二次元の嫁暗殺計画 その五
マンションの入り口でトールはしばらくガチ泣きをしていた。黙って泣いているのがその証拠だろう。
「まぁ……とりあえずですねぇ、一度アースガルズに戻りましょうねぇ。皆で話し合えばですねぇ、何とかなりますからぁ」
何とかブラギが支えることによりトールは立ち上がる。しかしそれでも未だに泣いている。とにかくブラギは歩かせて駐車場へと向かわせる。もう夕方であり、外は黒い雲に覆われている。もしかしたら雨も降るのかもしれない。
駐車場に入ると、様々な車がある中でトールの『トリプルタング』は目立つ。一目で凄まじいスピードが出ることが分かるだろう。まさにモンスターマシンのようだ……
………………!
突然の凄まじい光に二人の神の思考は吹き飛んだ。そして同時に凄まじい雷鳴と衝撃波が襲った。
最初悲しみに埋もれていたとはいえ、トールは何が起きたのかわからなかった。いや、トールにとっては自分の理解が超えていることがあまりに異常だった。
何故なら雷神であるトールにとって、雷とは自分を象徴するものの一つみたいなものだ。そのトールが理解できないような雷。それが今、目の前に落ちたのである。
落雷の後、煙と共に凄まじいほどの爆音が響いた。『トリプルタング』を中心にして駐車してあった車のガソリンに引火した音なのだろう。もはや『トリプルタング』は影も形も無い。ただ黒鉛の炎をあげるばかりだ。

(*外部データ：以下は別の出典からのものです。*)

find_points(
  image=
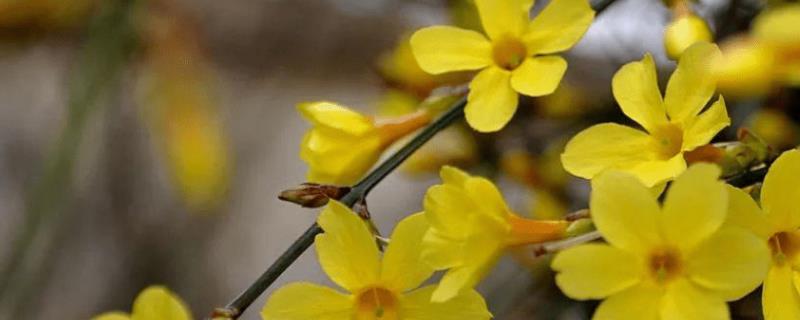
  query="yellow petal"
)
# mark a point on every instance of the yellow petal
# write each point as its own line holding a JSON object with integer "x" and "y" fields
{"x": 703, "y": 128}
{"x": 732, "y": 263}
{"x": 605, "y": 146}
{"x": 692, "y": 83}
{"x": 780, "y": 192}
{"x": 686, "y": 301}
{"x": 158, "y": 303}
{"x": 491, "y": 101}
{"x": 625, "y": 212}
{"x": 559, "y": 26}
{"x": 695, "y": 206}
{"x": 488, "y": 198}
{"x": 635, "y": 87}
{"x": 303, "y": 301}
{"x": 538, "y": 76}
{"x": 453, "y": 175}
{"x": 743, "y": 212}
{"x": 468, "y": 305}
{"x": 641, "y": 302}
{"x": 504, "y": 18}
{"x": 113, "y": 316}
{"x": 479, "y": 254}
{"x": 441, "y": 49}
{"x": 335, "y": 117}
{"x": 347, "y": 250}
{"x": 655, "y": 172}
{"x": 780, "y": 299}
{"x": 595, "y": 271}
{"x": 402, "y": 267}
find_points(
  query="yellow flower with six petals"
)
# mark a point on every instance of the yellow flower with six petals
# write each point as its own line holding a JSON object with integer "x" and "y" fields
{"x": 154, "y": 303}
{"x": 471, "y": 226}
{"x": 516, "y": 57}
{"x": 778, "y": 225}
{"x": 344, "y": 144}
{"x": 672, "y": 262}
{"x": 380, "y": 288}
{"x": 673, "y": 125}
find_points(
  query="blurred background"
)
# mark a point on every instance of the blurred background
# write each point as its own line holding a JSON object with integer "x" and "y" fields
{"x": 144, "y": 142}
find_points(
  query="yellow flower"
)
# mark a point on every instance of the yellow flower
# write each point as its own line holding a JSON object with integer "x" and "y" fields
{"x": 515, "y": 59}
{"x": 343, "y": 144}
{"x": 379, "y": 288}
{"x": 670, "y": 262}
{"x": 673, "y": 125}
{"x": 778, "y": 225}
{"x": 154, "y": 303}
{"x": 470, "y": 227}
{"x": 686, "y": 30}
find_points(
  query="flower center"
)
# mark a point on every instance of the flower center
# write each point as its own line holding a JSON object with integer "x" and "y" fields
{"x": 377, "y": 303}
{"x": 784, "y": 246}
{"x": 509, "y": 53}
{"x": 664, "y": 264}
{"x": 668, "y": 140}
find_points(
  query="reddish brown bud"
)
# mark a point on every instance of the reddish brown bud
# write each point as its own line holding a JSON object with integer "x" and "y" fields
{"x": 313, "y": 195}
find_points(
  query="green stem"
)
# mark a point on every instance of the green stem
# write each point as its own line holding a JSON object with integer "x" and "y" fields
{"x": 234, "y": 309}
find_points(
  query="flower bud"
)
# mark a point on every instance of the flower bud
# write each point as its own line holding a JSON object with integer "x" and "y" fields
{"x": 683, "y": 32}
{"x": 313, "y": 195}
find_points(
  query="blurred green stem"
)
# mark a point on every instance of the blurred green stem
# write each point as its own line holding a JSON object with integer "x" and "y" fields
{"x": 108, "y": 42}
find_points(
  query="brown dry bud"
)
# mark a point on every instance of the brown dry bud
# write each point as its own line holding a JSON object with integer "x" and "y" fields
{"x": 313, "y": 195}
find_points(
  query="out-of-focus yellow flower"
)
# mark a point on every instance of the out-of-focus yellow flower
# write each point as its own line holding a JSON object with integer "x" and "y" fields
{"x": 684, "y": 31}
{"x": 673, "y": 126}
{"x": 778, "y": 225}
{"x": 515, "y": 59}
{"x": 178, "y": 88}
{"x": 471, "y": 226}
{"x": 769, "y": 56}
{"x": 343, "y": 144}
{"x": 774, "y": 127}
{"x": 154, "y": 303}
{"x": 379, "y": 288}
{"x": 670, "y": 262}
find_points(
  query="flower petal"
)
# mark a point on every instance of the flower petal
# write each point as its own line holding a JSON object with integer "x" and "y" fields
{"x": 625, "y": 211}
{"x": 733, "y": 262}
{"x": 347, "y": 250}
{"x": 559, "y": 26}
{"x": 706, "y": 125}
{"x": 638, "y": 303}
{"x": 504, "y": 18}
{"x": 538, "y": 76}
{"x": 635, "y": 87}
{"x": 403, "y": 268}
{"x": 158, "y": 303}
{"x": 779, "y": 193}
{"x": 113, "y": 316}
{"x": 655, "y": 172}
{"x": 695, "y": 207}
{"x": 744, "y": 212}
{"x": 595, "y": 271}
{"x": 468, "y": 305}
{"x": 780, "y": 299}
{"x": 491, "y": 101}
{"x": 692, "y": 83}
{"x": 302, "y": 301}
{"x": 605, "y": 146}
{"x": 686, "y": 301}
{"x": 441, "y": 49}
{"x": 479, "y": 253}
{"x": 335, "y": 117}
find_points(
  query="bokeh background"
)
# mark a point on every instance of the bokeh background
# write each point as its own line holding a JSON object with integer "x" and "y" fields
{"x": 149, "y": 148}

「ひ、ひいいいいいいいいいいいいいいいいいいいいいいいいいいい!!!!! いやああああああああああああああああああああああ!!!!!!」
突然狂ったようにブラギが叫びをあげた。そして屈んで、額を思い切り地面にこすりつけて祈るように手を組んだ。彼女の白いスカートは凄まじい勢いで黒く濡れていき、コンクリートも黒く染めた。
そこでトールは辺りの避雷針さえ避けて落ちた凄まじい雷の正体に気がついた。
確かにトールは、ロキに対峙したとき髪の毛を一本飛ばした。もしもあれが素手で殴るだけならば、よかったのだろう。決してニヴル・ヘルに送ることが無いからだ。だがミョルニルは本当にニヴル・ヘルへと送ってしまう。だから、決して正当な理由無くミョルニルでロキを傷つけてはならない。もしも本当に、髪の毛一本でも傷をつけたら……
「ごめんなさい! ごめんなさいごめんなさいごめんなさい許してください許してください……お母様ぁぁぁぁぁぁぁぁぁぁぁぁぁぁぁぁぁぁぁぁぁぁぁぁぁぁ!」
そうだ。
この雷は、母上……最高神オーディンの力だ。
そう考えて、あまりの恐怖にトールは思考を停止した。